Hello, and welcome to TechScape. I’m your host, Blake Montgomery, writing to you as I finish the audiobook version of Don DeLillo’s White Noise, which I can’t say I found compelling.
In tech – artificial intelligence is having its day in court with an 11th-hour appearance in Google’s landmark antitrust trial and Anthropic’s major settlement with book authors.
Why OpenAI helped Google skirt a Chrome sale
Google dodged a catastrophic breakup, and it has its biggest competitor to thank for that, according to the judge who could have forced the tech giant to sell off Chrome, the most popular web browser in the world, and perhaps Android, the world’s most widely used mobile operating system.
Amit Mehta, who ruled in 2024 that Google had built and maintained an illegal monopoly over the internet search business, said last week that he would not force the most drastic remedy on the tech giant. The US government had requested that Mehta enjoin Google to divest Chrome. Instead, the company is prohibited from entering into exclusive distribution agreements for its search engine – but not barred from distribution agreements entirely – and must share data from its search business with competitors. Google is expected to appeal, but for now, one can imagine Sundar Pichai breathing a sigh of relief.
Critics said the penalties were weak, nothing more than a “slap on the wrist”, a phrase that appeared at least half a dozen times in the statements that flooded my inbox after the ruling came down.
The reason for the relative tameness of the penalty is the emergence of real competition to Google – what the case concerned in the first place. United States v Google may have focused on search, but its aftermath concerned generative artificial intelligence.

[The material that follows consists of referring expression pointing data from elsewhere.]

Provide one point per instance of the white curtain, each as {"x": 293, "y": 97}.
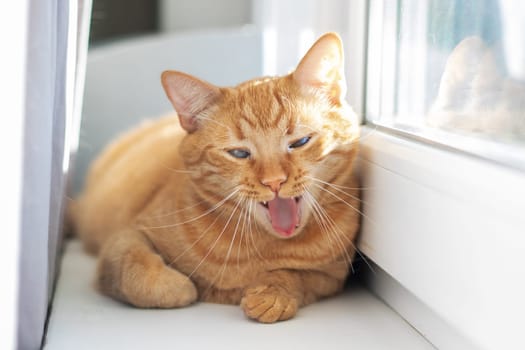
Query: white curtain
{"x": 56, "y": 43}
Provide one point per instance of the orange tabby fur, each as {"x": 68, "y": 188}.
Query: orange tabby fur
{"x": 175, "y": 217}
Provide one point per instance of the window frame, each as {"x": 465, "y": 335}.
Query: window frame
{"x": 439, "y": 258}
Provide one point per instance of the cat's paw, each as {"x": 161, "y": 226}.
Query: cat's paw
{"x": 268, "y": 304}
{"x": 160, "y": 288}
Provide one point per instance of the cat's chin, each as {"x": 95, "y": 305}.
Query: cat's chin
{"x": 281, "y": 217}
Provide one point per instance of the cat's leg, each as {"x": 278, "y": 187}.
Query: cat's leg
{"x": 130, "y": 270}
{"x": 277, "y": 295}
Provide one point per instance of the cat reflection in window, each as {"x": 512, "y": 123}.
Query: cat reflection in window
{"x": 476, "y": 97}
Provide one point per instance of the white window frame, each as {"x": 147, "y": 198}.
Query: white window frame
{"x": 447, "y": 227}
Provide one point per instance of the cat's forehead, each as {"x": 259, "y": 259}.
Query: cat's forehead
{"x": 268, "y": 106}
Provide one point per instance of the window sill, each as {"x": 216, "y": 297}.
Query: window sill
{"x": 449, "y": 228}
{"x": 83, "y": 319}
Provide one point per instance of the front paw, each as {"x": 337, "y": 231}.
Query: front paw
{"x": 268, "y": 304}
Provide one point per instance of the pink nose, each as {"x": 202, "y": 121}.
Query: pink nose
{"x": 274, "y": 184}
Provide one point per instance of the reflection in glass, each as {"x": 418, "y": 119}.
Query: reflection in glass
{"x": 442, "y": 66}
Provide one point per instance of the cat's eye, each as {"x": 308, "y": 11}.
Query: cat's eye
{"x": 299, "y": 143}
{"x": 239, "y": 153}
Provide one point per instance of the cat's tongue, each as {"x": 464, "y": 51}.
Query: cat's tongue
{"x": 284, "y": 215}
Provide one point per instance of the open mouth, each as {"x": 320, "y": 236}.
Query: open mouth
{"x": 284, "y": 214}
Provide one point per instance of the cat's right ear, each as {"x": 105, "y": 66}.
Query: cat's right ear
{"x": 189, "y": 96}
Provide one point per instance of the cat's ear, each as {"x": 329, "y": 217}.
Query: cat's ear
{"x": 323, "y": 67}
{"x": 189, "y": 96}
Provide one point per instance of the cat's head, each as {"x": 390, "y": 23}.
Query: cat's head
{"x": 264, "y": 147}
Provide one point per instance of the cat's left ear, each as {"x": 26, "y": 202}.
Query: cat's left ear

“The emergence of GenAI changed the course of this case,” Mehta wrote. “These remedies proceedings thus have been as much about promoting competition among general search engines as ensuring that Google’s dominance in search does not carry over into the generative AI space.”
Mehta said that in a prior era, internet search attracted neither investment nor innovation, so great was the fear of and dominance exerted by Google. That is no longer the case. Generative AI companies are attracting hundreds of billions of dollars in investment to create new products that threaten the primacy of internet search. It is no secret which company Mehta is referring to: he namechecks OpenAI and ChatGPT 30 times each in his ruling.
“These companies already are in a better position, both financially and technologically, to compete with Google than any traditional search company has been in decades,” Mehta wrote. “These new realities give the court hope that Google will not simply outbid competitors for distribution if superior products emerge. It also weighs in favor of ‘caution’ before disadvantaging Google in this highly competitive space.”